His gaze caught on the far corner of his office, on the empty space where a scarlet vase used to stand. The vase was a treasured gift, and yet in a brief moment of rage, it turned into nothing but broken pieces of ceramic.

The memory came uninvited. One winter evening, he didn't even remember what had set him off.

He'd locked himself in his office, silent, frozen, the shattered remains of that vase scattered across the carpet.

Rune had knocked, quietly at first, then once more.

When he didn't answer, she went away. Or so he'd thought.

Minutes later, the door eased open. She didn't say a word. She knelt and gathered the jagged red shards into a neat pile. Then she pulled a chair up beside him, sitting there without expectation or questions. Just company in the silence until whatever it was passed. And surprisingly, it did.

He crushed that thought now, shutting it in the same dark cupboard where he'd shoved the rest of her story about her brother. He wasn't going to unpack that either.

His hand hovered over the phone. He almost called her. Almost.

But then, no. What was done was done. He would let her go. Let her scramble for work. And when all the doors closed, she'd come back. Eventually, they always did.

He picked up the phone, this time for his PI, the one he kept off the books. His voice was flat as he eyed the second box that Rune had left.

"I need you to follow Eli for me."

Dorian wanted to know how she'd slipped out of the gilded cage he'd built for her. How had she thought that she could walk away from the exclusivity clause without getting burned? Rage burned in his chest. Eli? Was it Eli? Or maybe Finn?

Did she imagine she could stroll out of his world after a betrayal like that? His gaze drifted to the second box she'd left behind. He regarded it like a ticking time bomb, patient and dangerous.

Not yet.

He forced himself to go through the minutes of yesterday's meeting. Line by line. Motion by motion. Then he rose, walked to the break room, and poured himself a cup of coffee. The coffee was hot and he wondered, with a curl of distaste, why Rune was still drinking the stuff despite being pregnant.

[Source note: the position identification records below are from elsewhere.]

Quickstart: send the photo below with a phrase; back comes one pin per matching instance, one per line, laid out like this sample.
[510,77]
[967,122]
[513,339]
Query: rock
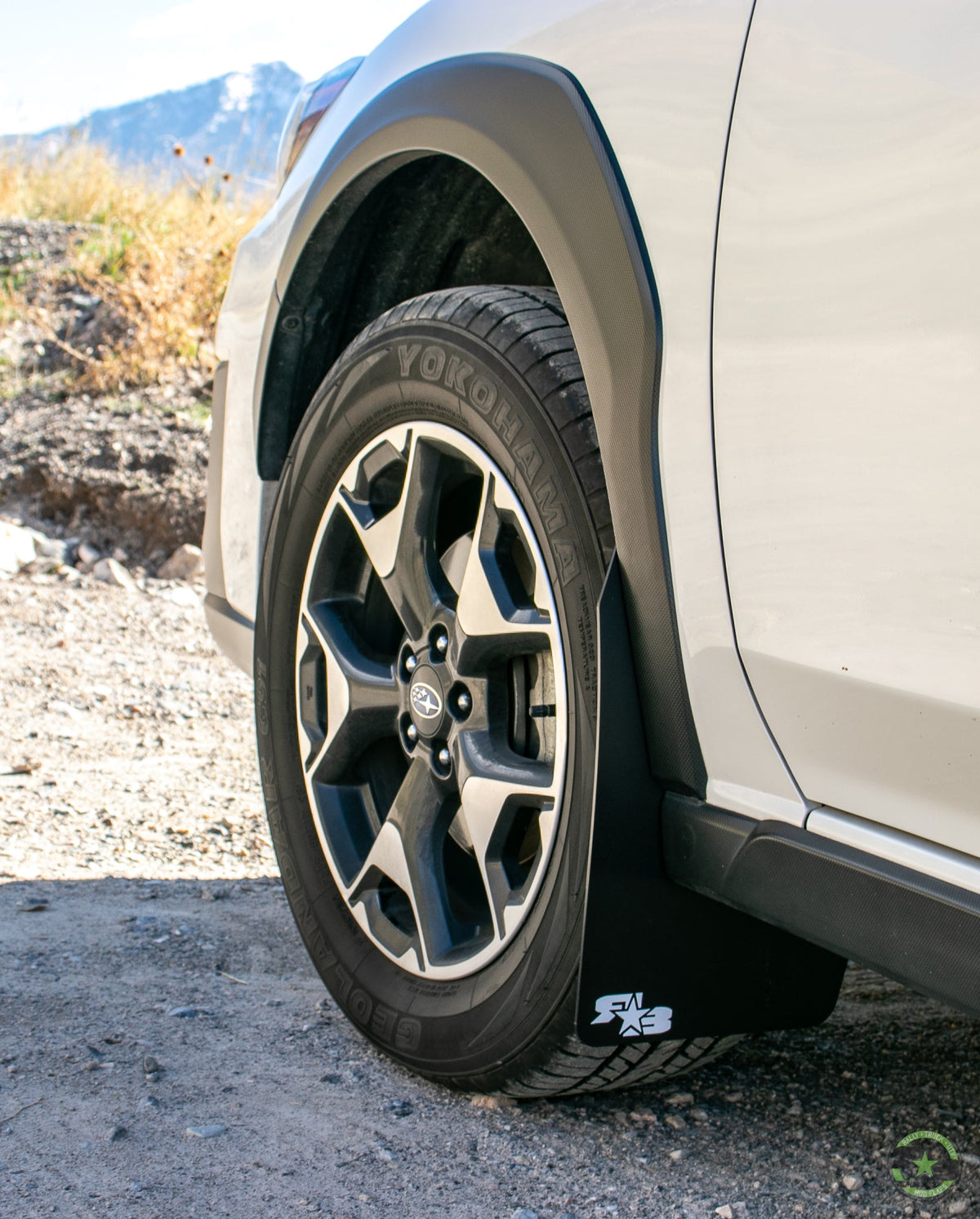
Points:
[51,548]
[110,571]
[17,549]
[183,565]
[88,556]
[32,906]
[182,595]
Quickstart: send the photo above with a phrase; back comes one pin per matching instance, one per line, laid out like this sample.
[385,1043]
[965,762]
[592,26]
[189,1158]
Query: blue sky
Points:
[64,57]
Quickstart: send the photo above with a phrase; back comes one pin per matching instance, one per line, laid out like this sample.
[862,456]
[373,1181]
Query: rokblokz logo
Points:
[635,1021]
[925,1164]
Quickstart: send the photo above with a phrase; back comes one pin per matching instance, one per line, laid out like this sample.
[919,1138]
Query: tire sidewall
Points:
[418,371]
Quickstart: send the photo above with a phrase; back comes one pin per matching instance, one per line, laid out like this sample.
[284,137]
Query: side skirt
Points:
[922,932]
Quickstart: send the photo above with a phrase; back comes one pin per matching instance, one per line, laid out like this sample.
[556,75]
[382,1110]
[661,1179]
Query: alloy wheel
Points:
[430,700]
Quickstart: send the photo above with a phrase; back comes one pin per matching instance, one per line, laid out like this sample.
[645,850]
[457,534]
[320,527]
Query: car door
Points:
[846,390]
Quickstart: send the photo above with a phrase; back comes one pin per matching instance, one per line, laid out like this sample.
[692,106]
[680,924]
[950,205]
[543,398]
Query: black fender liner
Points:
[528,128]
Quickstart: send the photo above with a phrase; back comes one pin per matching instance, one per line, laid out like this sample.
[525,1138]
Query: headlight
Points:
[310,106]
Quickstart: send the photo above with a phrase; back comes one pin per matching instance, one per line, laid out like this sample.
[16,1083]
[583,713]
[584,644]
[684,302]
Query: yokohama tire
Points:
[497,366]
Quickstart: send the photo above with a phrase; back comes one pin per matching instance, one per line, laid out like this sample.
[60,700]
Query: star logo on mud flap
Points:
[635,1019]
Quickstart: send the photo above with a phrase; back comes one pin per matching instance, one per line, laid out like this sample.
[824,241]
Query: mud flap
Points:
[660,959]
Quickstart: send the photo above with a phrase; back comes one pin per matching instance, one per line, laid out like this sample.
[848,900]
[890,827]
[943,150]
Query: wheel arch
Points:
[516,141]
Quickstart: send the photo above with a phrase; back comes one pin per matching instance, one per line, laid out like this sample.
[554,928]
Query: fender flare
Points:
[529,130]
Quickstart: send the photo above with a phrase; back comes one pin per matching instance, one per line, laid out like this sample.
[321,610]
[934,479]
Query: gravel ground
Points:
[163,934]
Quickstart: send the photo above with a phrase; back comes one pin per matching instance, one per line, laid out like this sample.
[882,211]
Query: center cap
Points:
[427,702]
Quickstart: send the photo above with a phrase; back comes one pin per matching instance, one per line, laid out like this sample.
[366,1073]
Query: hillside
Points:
[234,118]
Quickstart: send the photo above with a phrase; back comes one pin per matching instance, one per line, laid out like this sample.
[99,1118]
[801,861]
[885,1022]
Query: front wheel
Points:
[425,690]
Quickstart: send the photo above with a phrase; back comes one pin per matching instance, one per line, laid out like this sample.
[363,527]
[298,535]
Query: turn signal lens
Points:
[310,106]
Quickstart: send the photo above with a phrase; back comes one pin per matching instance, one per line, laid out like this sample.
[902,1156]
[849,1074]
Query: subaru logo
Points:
[425,701]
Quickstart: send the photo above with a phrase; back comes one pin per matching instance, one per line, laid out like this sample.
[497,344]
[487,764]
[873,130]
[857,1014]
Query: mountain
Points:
[234,118]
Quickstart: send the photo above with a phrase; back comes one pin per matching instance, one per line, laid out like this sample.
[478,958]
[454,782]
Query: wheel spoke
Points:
[363,696]
[408,852]
[401,544]
[487,607]
[492,786]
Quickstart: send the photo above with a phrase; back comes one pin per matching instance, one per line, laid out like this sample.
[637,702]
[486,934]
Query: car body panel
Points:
[661,79]
[846,387]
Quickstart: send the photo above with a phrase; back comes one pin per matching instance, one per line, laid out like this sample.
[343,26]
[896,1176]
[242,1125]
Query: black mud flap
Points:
[660,959]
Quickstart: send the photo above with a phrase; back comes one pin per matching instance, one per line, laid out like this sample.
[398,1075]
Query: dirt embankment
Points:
[120,471]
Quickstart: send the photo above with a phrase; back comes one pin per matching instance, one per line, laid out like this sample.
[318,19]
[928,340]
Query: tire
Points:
[394,668]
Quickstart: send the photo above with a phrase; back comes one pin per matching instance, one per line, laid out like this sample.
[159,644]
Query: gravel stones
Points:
[109,571]
[183,565]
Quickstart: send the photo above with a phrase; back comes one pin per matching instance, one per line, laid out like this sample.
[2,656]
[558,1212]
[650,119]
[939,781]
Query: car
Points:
[594,501]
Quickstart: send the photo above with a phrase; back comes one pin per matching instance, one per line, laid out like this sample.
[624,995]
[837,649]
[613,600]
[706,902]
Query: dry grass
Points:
[158,256]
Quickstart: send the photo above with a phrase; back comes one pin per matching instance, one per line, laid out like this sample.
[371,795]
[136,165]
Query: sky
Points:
[64,59]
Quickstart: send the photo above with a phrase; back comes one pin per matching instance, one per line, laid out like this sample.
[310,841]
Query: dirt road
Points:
[151,984]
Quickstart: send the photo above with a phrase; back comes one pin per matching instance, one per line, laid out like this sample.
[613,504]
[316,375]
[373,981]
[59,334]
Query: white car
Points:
[595,499]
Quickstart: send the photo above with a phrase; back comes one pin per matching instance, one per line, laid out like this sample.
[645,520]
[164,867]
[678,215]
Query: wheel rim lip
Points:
[514,915]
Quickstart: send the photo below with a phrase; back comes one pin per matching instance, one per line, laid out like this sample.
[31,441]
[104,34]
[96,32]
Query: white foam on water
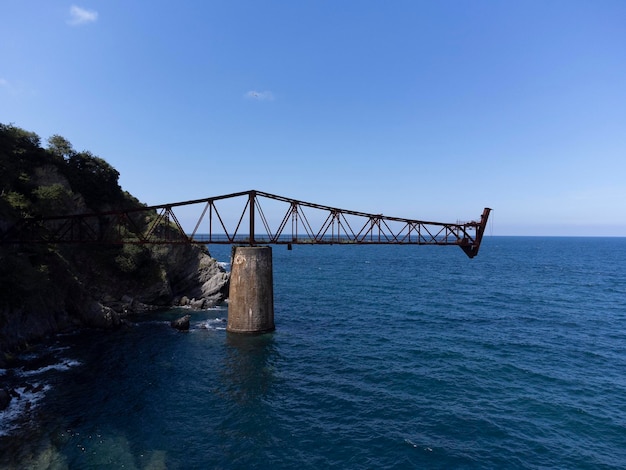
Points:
[65,364]
[214,324]
[27,399]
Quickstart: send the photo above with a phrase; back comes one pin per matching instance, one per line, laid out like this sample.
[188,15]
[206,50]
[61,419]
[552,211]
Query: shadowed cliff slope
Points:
[50,288]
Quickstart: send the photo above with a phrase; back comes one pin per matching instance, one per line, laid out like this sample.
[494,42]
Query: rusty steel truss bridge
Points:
[240,218]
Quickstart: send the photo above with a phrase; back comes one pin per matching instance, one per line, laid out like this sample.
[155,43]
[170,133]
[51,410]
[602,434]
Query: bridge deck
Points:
[219,221]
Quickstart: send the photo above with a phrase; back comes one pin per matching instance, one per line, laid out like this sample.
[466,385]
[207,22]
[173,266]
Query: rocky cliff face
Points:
[75,295]
[46,289]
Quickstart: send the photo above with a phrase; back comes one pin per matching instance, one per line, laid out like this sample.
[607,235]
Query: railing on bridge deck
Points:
[299,224]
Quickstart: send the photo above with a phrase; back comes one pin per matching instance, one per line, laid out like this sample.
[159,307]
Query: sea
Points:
[384,357]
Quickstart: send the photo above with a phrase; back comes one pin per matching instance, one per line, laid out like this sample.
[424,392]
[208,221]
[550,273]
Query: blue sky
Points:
[421,109]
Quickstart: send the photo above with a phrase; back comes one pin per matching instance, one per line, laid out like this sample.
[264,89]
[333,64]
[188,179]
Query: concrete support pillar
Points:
[251,295]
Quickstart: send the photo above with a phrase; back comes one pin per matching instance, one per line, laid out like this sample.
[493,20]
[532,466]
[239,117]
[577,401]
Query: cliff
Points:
[46,289]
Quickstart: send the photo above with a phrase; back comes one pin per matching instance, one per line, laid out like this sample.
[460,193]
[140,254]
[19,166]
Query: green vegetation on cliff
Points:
[48,288]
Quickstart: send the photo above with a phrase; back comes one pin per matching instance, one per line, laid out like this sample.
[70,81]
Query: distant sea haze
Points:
[383,357]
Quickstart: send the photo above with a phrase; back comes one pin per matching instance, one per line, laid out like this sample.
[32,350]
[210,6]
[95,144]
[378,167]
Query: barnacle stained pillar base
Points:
[251,296]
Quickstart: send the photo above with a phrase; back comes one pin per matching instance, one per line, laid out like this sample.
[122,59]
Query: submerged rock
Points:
[181,323]
[5,399]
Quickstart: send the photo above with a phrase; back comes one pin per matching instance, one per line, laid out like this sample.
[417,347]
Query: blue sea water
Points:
[383,357]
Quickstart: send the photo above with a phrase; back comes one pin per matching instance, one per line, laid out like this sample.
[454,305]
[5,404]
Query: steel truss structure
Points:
[288,222]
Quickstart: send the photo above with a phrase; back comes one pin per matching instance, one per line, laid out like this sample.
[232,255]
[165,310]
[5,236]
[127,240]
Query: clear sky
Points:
[422,109]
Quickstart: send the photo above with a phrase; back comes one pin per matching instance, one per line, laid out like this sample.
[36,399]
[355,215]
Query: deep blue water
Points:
[383,357]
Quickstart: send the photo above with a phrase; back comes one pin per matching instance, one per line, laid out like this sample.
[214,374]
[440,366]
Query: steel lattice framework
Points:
[299,224]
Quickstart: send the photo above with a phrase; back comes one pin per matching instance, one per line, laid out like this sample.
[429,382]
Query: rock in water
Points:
[5,399]
[181,323]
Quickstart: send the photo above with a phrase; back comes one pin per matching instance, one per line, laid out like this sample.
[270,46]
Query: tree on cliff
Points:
[46,288]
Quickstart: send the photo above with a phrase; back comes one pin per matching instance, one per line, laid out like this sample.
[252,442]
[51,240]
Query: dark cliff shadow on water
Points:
[248,368]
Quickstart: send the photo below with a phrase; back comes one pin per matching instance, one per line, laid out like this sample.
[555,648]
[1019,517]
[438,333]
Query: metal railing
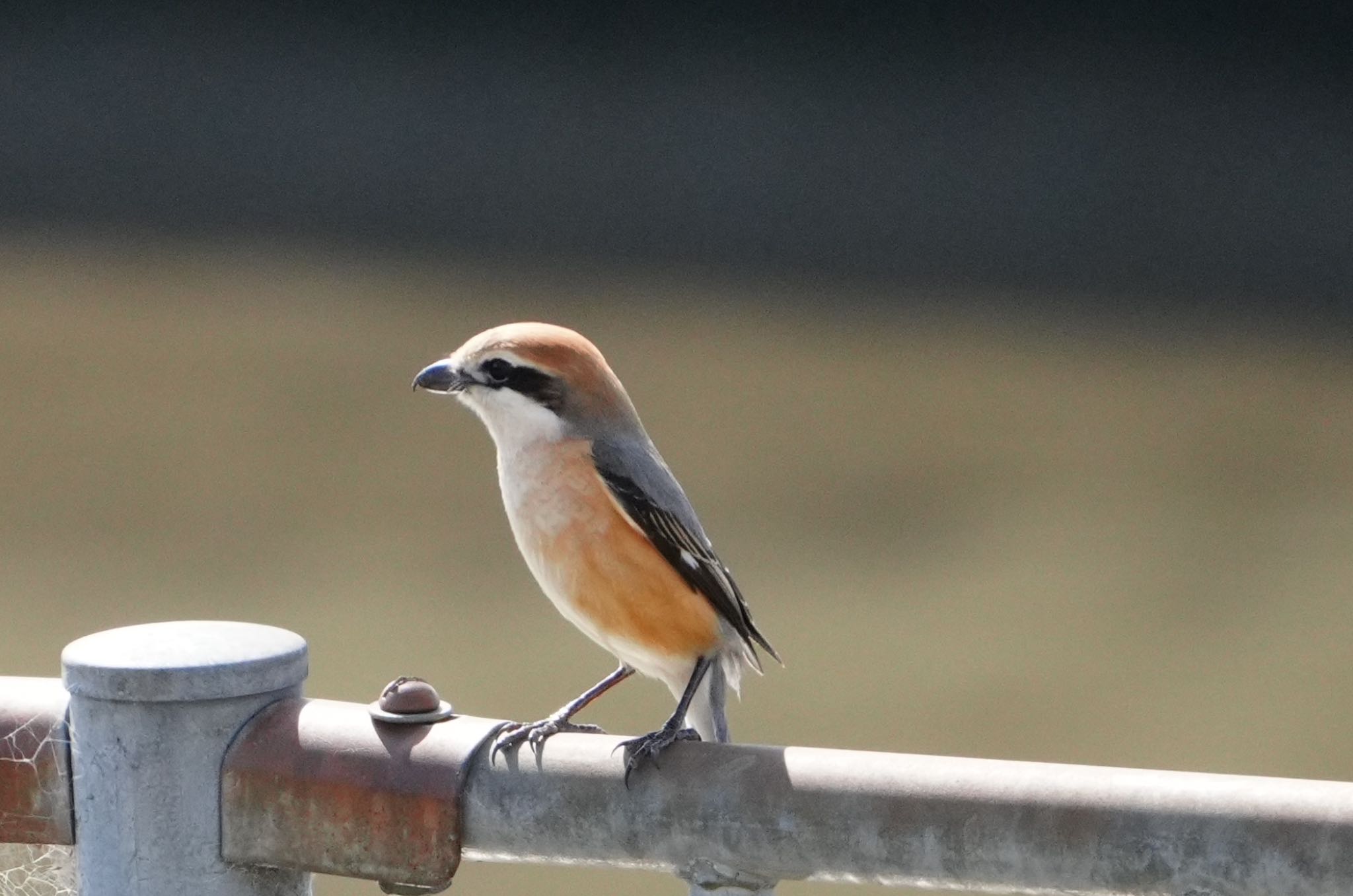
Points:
[184,783]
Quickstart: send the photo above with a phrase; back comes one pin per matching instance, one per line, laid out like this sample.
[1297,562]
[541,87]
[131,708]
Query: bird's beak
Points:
[440,378]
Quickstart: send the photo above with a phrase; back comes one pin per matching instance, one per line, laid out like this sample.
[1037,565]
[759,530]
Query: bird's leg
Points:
[650,745]
[559,720]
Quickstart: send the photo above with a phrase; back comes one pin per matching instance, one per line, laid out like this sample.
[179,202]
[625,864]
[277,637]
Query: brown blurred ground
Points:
[965,537]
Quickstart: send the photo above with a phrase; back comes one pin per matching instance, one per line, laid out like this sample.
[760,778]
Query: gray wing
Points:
[649,493]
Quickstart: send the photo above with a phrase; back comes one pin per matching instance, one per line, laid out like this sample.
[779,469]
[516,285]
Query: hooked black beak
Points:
[440,378]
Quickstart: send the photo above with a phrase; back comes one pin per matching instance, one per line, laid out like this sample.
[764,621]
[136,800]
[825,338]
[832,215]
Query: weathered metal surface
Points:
[320,786]
[36,803]
[153,708]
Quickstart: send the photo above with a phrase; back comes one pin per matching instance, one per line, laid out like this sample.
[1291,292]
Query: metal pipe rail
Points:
[198,767]
[302,768]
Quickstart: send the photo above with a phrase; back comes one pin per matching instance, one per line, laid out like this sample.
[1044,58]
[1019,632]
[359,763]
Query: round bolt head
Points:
[408,701]
[408,697]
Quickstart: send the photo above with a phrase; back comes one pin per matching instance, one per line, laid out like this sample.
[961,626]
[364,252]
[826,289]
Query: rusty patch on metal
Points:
[36,802]
[318,786]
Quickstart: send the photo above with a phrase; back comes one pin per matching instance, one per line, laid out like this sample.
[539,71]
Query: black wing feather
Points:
[706,573]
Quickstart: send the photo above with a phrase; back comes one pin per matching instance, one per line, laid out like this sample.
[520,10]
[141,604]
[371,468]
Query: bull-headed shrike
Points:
[604,528]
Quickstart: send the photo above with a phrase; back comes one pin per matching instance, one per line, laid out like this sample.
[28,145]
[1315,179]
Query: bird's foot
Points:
[534,733]
[650,745]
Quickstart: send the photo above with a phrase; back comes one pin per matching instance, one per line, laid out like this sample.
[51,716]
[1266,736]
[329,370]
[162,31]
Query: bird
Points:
[605,529]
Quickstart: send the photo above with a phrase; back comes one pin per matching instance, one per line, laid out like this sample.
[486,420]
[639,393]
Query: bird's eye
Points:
[495,370]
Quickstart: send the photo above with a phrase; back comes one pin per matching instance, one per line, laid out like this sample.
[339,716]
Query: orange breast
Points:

Margo was there, but he ignored her. She'd have her walking papers today. She'd lasted two weeks. There'd never been a mention of anything personal in her contract, her sole purpose was to irritate Rune. Mission accomplished, though not in the way he'd intended.

Back in his office, he made himself wait another ten minutes. The box sat there, silent, waiting, almost willing him to open it. Finally, he went to it and hesitantly lifted the lid. It was filled with protective packing.

Underneath, something wrapped in cotton. He took it out, unwrapped it, and froze.

It was the scarlet vase he'd shattered a year ago.

She'd repaired it, or had it repaired. This had taken time and money. Silver seams ran through it, tracing the cracks like rivers on a map. Segments were missing. The repair was imperfect. The vase itself had never been perfect to begin with.

It had been made by a child's hand. He sat there, staring at it, at the silver glinting in the dim light.